No Brasil, a barra mais alta do cenário externo pressiona ainda mais o governo federal a colocar de pé a agenda de corte de gastos para melhorar a saúde das contas públicas. O ministro da Fazenda, Fernando Haddad, se reuniu com outros ministro para discutir o pacote de ajuste fiscal e disse que seus colegas “estão muito conscientes da tarefa que temos pela frente.”
Leia abaixo a avaliação de economistas convidados pelo Estadão sobre qual é o cenário que se desenha para o Brasil com a vitória de Donald Trump.
Leia as análises dos economistas
Armando Castelar: ‘Situação ficou mais desafiadora para a economia brasileira’
E, ao final, Donald Trump venceu as eleições presidenciais de 2024, uma das mais disputadas da história. Sua eleição vai acentuar a mudança de rumo na política econômica americana, que Trump introduziu em seu primeiro mandato, com propostas relativamente radicais em quatro áreas: política comercial, imigração, tributação e regulação.

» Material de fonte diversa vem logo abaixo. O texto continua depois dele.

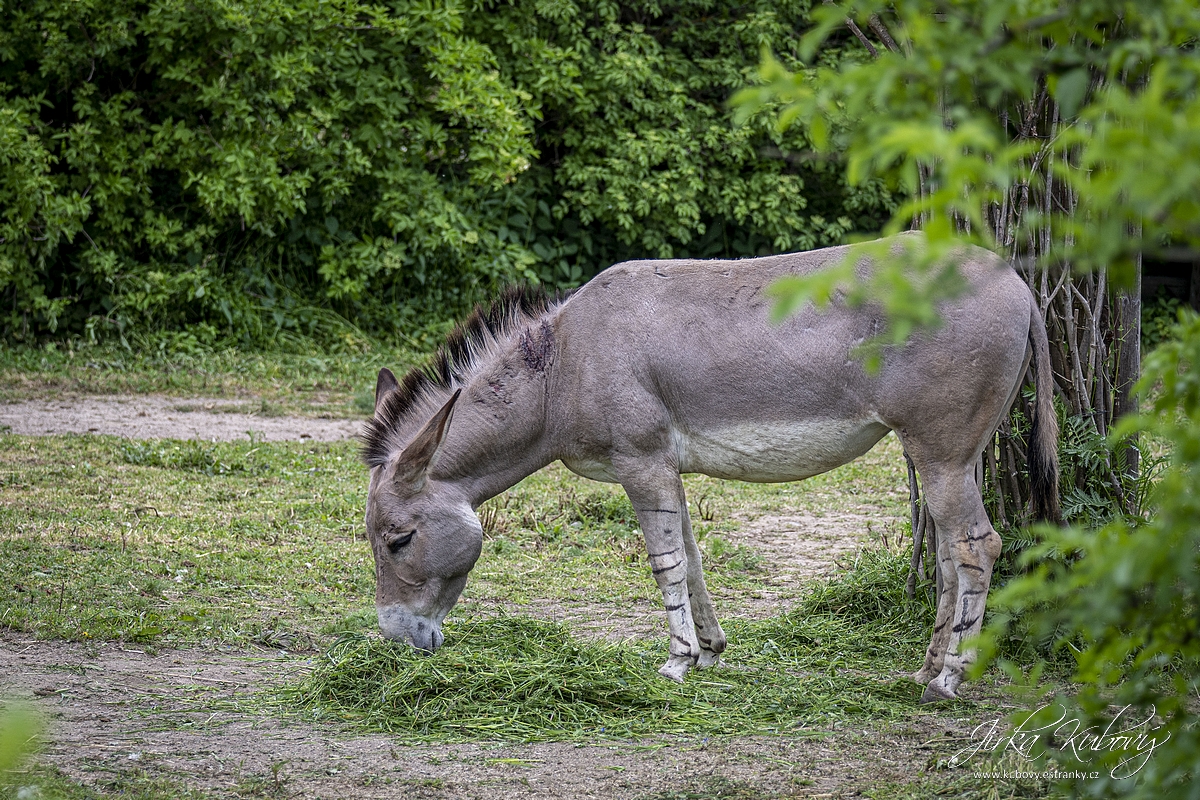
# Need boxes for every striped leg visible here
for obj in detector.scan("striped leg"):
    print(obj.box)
[920,470,1001,703]
[625,473,700,682]
[682,500,725,669]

Trump promete aumentar as barreiras às importações, em especial, mas não apenas, da China, para substituí-las por produtos fabricados no país. Também quer reduzir a imigração, inclusive com a expulsão de imigrantes ilegais. Pretende ainda reduzir os impostos incidentes sobre empresas e, possivelmente, pessoas físicas, e reduzir a carga regulatória em áreas como energia, dando menos ênfase à questão climática.
O resultado será um forte estímulo fiscal à atividade, mas também um aumento ainda maior do déficit e da dívida pública americana, além de mais inflação. Isso vai forçar o Fed (o banco central americano) a adotar uma política monetária mais contracionista, de forma que os juros curtos e longos subirão, o que, junto com uma alta do mercado acionário, atrairá capitais para o país, valorizando o dólar.
É um cenário ruim para os emergentes, que devem sofrer com o dólar e os juros mais altos. Além disso, as barreiras às importações e os impactos negativos sobre a atividade econômica na China e, em menor escala, na Europa, também dificultarão as exportações desses países.
O Brasil deve ser negativamente afetado por esse cenário, ainda que, por ter um déficit nas suas transações comerciais com os EUA, não venha a ser tão visado pela política comercial de Trump. De qualquer forma, haverá mais pressão sobre o câmbio e os juros, o que tornará ainda mais necessário conter os gastos públicos e reduzir o déficit fiscal.
Ainda que as linhas gerais desse cenário com Trump sejam consensuais, há dúvidas em três dimensões. Uma, que se resolverá logo, é se os republicanos também controlarão, além do Senado, a Câmara dos Deputados. Se não, as medidas nas áreas regulatória e fiscal ficarão mais difíceis. Dois, se Trump adotará uma postura mais pragmática e menos ideológica, usando a ameaça de barreiras comerciais mais como meio de atrair investimento direto para os EUA, em especial da China. E, três, se Trump procurará um acordo com outros países para enfraquecer o dólar, para facilitar a (re)industrialização do país. Nos três casos, são caminhos que melhoram o cenário.
No todo, porém, a conclusão é que a situação ficou mais desafiadora para a economia brasileira.
Armando Castelar é pesquisador associado do FGV/Ibre
Luciano Sobral: ‘Onda Trump atinge o Brasil em um momento crucial de definição de política econômica’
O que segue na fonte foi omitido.